The US-based global relief and development agency (http://www.churchworldservice.org/) has voiced even deeper worries over whether or not pledges will be fulfilled.
While the international community has so far committed close to US$229.5 million in support and another US$142 million in additional pledges, those pledge amounts alone are insufficient to cover even the initial three-month relief needs outlined by the United Nations, says Donna Derr, Director of Humanitarian Assistance for Church World Service.
“Thankfully the flood’s death toll has remained relatively low but disasters can’t be measured by just the number of dead,” says CWS’s Derr. “Effective humanitarian response must be measured against the all the people affected, just struggling to survive,” she said.
The initial UN plan calls for US$460 million. The Pakistan Humanitarian Forum, of which CWS is a member, calls on government and private sources to dramatically increase funding in order to save lives.
With offices in Pakistan since 1954, CWS relief and development experts are concerned Pakistan’s already weak social services may crumble without adequate and immediate help now. Millions of Pakistanis risk sinking deeper into chronic poverty for the next generation, compromising human rights and basic needs.
Making pledges pay off on the ground is a chronic challenge among the world donor community. In recent UN appeals for the internally displaced in Pakistan’s northwest, some donors were moderately quick to pledge funding but hesitant to follow through with actual commitments.
Church World Service is continuing to distribute food and non-food items across Pakistan. The agency’s health teams and mobile health units are focusing on providing preventive and curative health services.
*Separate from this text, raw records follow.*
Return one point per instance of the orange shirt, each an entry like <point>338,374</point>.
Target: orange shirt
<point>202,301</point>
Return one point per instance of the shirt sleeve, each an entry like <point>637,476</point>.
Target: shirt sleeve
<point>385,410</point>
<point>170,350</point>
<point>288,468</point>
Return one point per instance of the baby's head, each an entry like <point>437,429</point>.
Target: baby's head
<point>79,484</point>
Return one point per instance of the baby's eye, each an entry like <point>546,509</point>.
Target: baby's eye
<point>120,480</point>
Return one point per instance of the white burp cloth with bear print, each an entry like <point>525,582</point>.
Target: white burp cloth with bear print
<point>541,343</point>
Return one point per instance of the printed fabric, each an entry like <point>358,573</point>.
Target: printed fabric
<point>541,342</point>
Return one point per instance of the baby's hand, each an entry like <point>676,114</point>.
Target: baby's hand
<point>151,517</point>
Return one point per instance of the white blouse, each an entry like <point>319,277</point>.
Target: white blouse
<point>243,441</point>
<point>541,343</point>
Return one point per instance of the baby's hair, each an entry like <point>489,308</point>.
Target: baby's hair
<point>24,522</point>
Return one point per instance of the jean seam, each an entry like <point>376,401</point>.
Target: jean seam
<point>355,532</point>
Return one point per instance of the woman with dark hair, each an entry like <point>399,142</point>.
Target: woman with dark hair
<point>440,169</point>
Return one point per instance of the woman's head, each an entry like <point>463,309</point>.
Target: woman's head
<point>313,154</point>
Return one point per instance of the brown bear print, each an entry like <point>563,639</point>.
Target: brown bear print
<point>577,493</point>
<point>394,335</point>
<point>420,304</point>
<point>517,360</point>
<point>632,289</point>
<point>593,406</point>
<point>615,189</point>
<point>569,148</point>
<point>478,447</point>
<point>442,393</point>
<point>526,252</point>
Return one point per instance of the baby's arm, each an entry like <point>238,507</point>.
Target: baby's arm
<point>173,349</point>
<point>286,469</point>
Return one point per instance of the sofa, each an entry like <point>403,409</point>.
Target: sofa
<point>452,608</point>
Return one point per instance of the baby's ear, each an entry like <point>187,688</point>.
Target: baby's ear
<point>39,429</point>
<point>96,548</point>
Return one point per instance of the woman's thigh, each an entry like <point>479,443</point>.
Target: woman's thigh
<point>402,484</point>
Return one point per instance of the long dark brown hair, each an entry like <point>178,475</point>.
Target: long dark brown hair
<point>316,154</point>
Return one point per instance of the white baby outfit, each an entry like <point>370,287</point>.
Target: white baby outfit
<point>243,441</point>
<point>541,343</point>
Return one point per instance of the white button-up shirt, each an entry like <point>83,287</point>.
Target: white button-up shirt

Another CWS mobile health unit was dispatched on 16 August 2010 to Kewaii Union Council, Mansehra District, rescheduled from its original assignment in Kohistan, which is still inaccessible to aid teams.
As its response expands, CWS’s completed, ongoing and planned activities will benefit a total of 237,950 individuals in seven districts of three provinces, Khyber Pakhtunkwa, Balochistan and Sindh, the agency says.